Issue #26: Concept Drift. Anomaly Detection with Self-Supervision. NLP in Legal Applications. Models Per Customer?
Welcome to the 26th issue of the MLOps newsletter.
In this issue, we deep-dive into inferring concept drift, share a paper on outlier detection using self-supervised learning, discuss NLP applications to summarize legal documents, cover a recent article about customization in B2B ML applications, and more.
Thank you for subscribing. If you find this newsletter interesting, tell a few friends and support this project ❤️
This is a wonderful introduction to the problem of concept drift (and how to infer it) from the team at Fast Forward Labs.
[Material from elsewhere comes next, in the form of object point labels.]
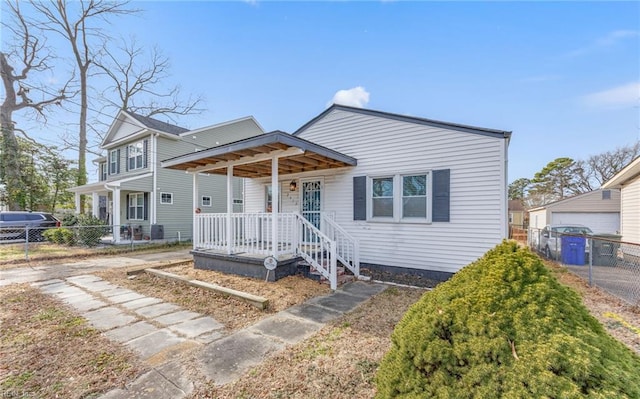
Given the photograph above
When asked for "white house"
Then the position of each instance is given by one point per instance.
(362, 188)
(628, 181)
(599, 210)
(135, 195)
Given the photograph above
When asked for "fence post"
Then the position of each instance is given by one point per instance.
(26, 242)
(590, 261)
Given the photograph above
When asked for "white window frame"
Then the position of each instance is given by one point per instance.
(239, 201)
(135, 153)
(136, 196)
(103, 171)
(163, 202)
(398, 198)
(426, 197)
(113, 162)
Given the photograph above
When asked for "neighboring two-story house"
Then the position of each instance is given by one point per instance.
(135, 195)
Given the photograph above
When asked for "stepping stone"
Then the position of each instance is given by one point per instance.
(177, 317)
(46, 282)
(193, 328)
(83, 278)
(108, 318)
(314, 313)
(69, 292)
(287, 328)
(126, 297)
(157, 310)
(227, 359)
(151, 344)
(54, 288)
(85, 304)
(115, 291)
(132, 331)
(140, 303)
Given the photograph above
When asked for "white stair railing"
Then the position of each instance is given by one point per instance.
(347, 250)
(318, 250)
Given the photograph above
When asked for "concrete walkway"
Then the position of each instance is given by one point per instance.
(160, 332)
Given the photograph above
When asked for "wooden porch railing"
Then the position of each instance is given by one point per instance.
(252, 233)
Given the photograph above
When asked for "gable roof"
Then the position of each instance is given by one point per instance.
(251, 157)
(569, 199)
(157, 125)
(627, 174)
(410, 119)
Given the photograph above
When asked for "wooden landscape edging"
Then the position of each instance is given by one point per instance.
(254, 300)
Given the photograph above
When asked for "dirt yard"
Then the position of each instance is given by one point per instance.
(47, 351)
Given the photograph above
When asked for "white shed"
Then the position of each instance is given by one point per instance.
(628, 181)
(598, 210)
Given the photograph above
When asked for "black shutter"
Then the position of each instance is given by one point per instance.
(360, 198)
(146, 206)
(441, 189)
(145, 145)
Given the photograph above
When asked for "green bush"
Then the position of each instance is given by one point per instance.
(503, 327)
(90, 230)
(60, 236)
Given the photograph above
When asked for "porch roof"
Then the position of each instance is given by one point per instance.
(252, 157)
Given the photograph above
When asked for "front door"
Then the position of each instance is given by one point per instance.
(312, 201)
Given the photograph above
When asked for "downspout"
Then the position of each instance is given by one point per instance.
(115, 210)
(154, 186)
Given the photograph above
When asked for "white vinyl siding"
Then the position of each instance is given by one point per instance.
(135, 155)
(166, 198)
(113, 162)
(631, 212)
(385, 147)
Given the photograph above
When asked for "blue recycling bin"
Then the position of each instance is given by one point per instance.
(573, 249)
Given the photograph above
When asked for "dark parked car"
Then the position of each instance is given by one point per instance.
(14, 224)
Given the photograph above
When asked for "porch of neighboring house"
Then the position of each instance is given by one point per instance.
(272, 244)
(123, 205)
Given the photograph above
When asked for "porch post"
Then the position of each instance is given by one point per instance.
(196, 227)
(275, 195)
(229, 209)
(116, 214)
(77, 198)
(95, 204)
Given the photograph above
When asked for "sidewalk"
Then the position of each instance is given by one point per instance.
(62, 269)
(161, 332)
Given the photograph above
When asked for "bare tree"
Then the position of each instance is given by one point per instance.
(29, 54)
(138, 83)
(75, 24)
(602, 167)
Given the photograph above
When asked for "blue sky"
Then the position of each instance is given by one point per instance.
(563, 76)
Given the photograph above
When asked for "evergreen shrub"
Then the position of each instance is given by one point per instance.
(504, 327)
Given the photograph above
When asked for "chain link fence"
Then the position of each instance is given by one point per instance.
(603, 260)
(83, 239)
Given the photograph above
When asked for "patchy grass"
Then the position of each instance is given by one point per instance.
(340, 361)
(231, 312)
(13, 255)
(49, 352)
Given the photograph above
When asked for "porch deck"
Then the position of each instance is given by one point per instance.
(247, 264)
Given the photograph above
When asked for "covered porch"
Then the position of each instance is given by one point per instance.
(274, 238)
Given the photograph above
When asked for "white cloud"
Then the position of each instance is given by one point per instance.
(609, 40)
(619, 96)
(354, 97)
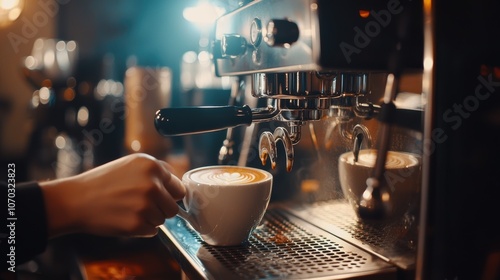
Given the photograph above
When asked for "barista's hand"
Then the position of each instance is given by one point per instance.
(130, 196)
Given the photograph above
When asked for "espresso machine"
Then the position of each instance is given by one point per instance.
(330, 77)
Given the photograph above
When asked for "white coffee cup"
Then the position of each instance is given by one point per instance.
(224, 204)
(402, 178)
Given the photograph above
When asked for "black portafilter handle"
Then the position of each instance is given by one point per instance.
(191, 120)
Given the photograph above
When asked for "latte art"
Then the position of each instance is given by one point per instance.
(394, 159)
(227, 176)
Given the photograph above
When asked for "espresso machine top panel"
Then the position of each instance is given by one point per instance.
(318, 35)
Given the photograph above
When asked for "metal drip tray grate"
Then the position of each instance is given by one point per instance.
(394, 241)
(282, 247)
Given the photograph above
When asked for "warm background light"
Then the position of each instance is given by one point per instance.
(10, 10)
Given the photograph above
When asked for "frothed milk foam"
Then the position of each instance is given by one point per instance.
(227, 176)
(224, 203)
(394, 160)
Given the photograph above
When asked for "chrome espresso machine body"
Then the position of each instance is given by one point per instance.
(324, 78)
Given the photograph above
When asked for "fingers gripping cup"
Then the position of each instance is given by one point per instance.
(224, 204)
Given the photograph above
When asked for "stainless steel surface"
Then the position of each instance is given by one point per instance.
(331, 35)
(393, 241)
(282, 247)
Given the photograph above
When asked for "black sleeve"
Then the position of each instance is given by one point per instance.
(23, 228)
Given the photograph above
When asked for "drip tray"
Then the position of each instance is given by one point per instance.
(282, 247)
(393, 241)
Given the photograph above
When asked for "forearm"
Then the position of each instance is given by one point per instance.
(25, 232)
(61, 203)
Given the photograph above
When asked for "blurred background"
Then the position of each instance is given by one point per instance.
(62, 72)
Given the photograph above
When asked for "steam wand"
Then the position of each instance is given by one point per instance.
(375, 202)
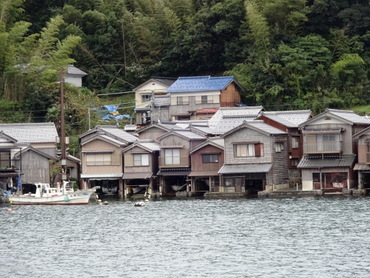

We have covered concept drift before, but we recommend going through this post for a detailed overview, replete with experiments and nice visualizations. In the meantime, here’s a summary.
The authors put it best:
After iterations of development and testing, deploying a well-fit machine learning model often feels like the final hurdle for an eager data science team. In practice however, a trained model is never final, and this milestone marks just the beginning of the perpetual maintenance race that is production machine learning. This is because most machine learning models are static, but the world we live in is dynamic.
What is Concept Drift?
This phenomenon in which the statistical properties of a target domain change over time is considered concept drift.
This has two parts, feature drift and “real concept drift”.
Feature drift refers to changes in the input variables (i.e. changes in P(X)). Such changes to input data over time may or may not affect the actual performance of the learned ML model, as seen in the image below.
Real concept drift refers to changes in the learned relationships between the inputs and the target variables (i.e. changes in P(y|X)). This type of drift always causes a drop in model performance. “Real concept drift” can happen at the same time as Feature drift - as seen in the image below.
Supervised Drift Detection
Often, teams will:
monitor a task-dependent performance metric like accuracy, F-score, or precision/recall. If the metric of interest deviates from an acceptable level (as determined during training evaluation on the reference window), a drift is signaled.
At this point, teams will retrain the model with fresh data, and performance levels will improve. However, there is a flawed assumption here: that true labels are instantaneously available after inference. Annotations can be expensive to obtain, sometimes requiring hired domain expertise. Aside from the cost, labels can sometimes take a long time to become available -- for example, it can take days to months for fraud to be reported or defaults on a loan to occur.
In such cases, detection of drift without any actual labels can be very helpful for ML teams.
Unsupervised Drift Detection
Without ground truth labels, any drift detection will be prone to some errors - both false positives (signaling drift when there is no impact on model performance) and false negatives (missing crucial concept drift problems). However, some techniques that might prove helpful:
Statistical test for change in feature space: Compare a time window for each input feature with a reference time window (or from the training data) to see if they come from the same distribution (using tests like the Kolmogorov–Smirnov test)
Statistical test for change in response variable: Similar to input features, we can run the KS test on the predicted probability values on fresh data and compare it with predicted probabilities from the past.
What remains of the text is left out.